Tea and sugar development levies have also been scrapped in a move geared at increasing earnings for farmers.

“I also intend to remove all other levies, including levies charged by the National Environmental Management Authority and National Construction Authority in order to reduce the cost of doing business,” Rotich said.

The government has also moved to arrest the increasing closure of iron and steel mills due to rising cheaper imports. Importers of iron and steel products available in the East African Community bloc will now have to pay Sh20,000 ($200) per tonne in a protectionist measure for local industry.

Manufacturers of specialised air-conditioning equipment – heating, ventilation and air-conditioners – recommended by the World Health Organization have also been exempted from duty.

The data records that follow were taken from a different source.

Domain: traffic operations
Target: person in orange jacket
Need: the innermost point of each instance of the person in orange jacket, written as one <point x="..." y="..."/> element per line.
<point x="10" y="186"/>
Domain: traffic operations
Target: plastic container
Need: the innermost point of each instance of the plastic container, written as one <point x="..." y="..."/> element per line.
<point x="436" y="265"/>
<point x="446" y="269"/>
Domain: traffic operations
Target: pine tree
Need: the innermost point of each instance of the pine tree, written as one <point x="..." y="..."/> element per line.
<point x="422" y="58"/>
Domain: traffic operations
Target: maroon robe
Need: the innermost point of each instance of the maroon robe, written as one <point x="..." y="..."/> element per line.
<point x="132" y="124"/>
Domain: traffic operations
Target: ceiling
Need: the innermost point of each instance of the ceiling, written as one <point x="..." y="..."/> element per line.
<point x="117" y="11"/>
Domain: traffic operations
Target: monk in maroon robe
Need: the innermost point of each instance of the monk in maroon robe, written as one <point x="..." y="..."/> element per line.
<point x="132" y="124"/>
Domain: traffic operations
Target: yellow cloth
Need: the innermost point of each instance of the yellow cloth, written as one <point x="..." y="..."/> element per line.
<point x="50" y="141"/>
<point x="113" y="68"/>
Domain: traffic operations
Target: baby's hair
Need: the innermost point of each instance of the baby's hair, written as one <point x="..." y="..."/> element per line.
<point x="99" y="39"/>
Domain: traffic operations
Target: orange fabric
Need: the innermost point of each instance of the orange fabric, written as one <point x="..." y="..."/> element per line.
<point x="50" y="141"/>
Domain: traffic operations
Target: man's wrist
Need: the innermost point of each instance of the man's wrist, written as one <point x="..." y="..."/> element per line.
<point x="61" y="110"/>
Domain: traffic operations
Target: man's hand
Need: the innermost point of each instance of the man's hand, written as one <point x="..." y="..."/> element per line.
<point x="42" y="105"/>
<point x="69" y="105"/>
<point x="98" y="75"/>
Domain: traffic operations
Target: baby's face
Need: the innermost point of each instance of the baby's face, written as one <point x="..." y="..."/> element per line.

To boost the contribution of the Export Processing Zones Scheme to economic growth, Rotich has stayed 25 per cent import duty on garments and leather footwear imported from the Common Market for Eastern and Southern Africa. The same products procured from EPZs will be exempted from VAT.

“Its (EPZ's ) role (in economic growth) has been curtailed by trade restrictions and duty-free imports from Comesa countries,” Rotich said.

The country's finance chief has also proposed to review the blanket Sh200,000 excise duty on vehicle imports that are more than three years old and Sh150,000 duty on those less than three years.

The introduction of the new levies in the Excise Duty 2015, enforced last December, has been seen as unfair, inequitable and punitive. This is because it resulted in high taxes for importers of low-value vehicles, but less for high-value, luxurious vehicles.

“In order to address the situation, I propose to amend the Excise Duty Act, 2015 to remove specific rate of duty and introduce ad valorem rate of 20 per cent based on the value of the vehicle,” Rotich said.

The cost of cosmetics and grooming products is also set for a rise after Rotich proposed 10 per cent excise duty from July 1, in what he said was realigning to the excise regime in some EAC countries.

Entry fees into national parks and commissions to tour operators have been exempted from VAT levy to help the recovering domestic tourism sector, which has also been given Sh4.4 billion promotion package.

Besides, Rotich has proposed to increase Air Passenger Service Charges for external travel from $40 (Sh4,044) to $50 (Sh5,056), while internal travel charges is set to rise Sh500 to Sh600.

Proceeds from the increment will go into a special Tourism Promotion Fund for promotion of the sector, hard-hit by years of terrorism threats from al Shabaab militia.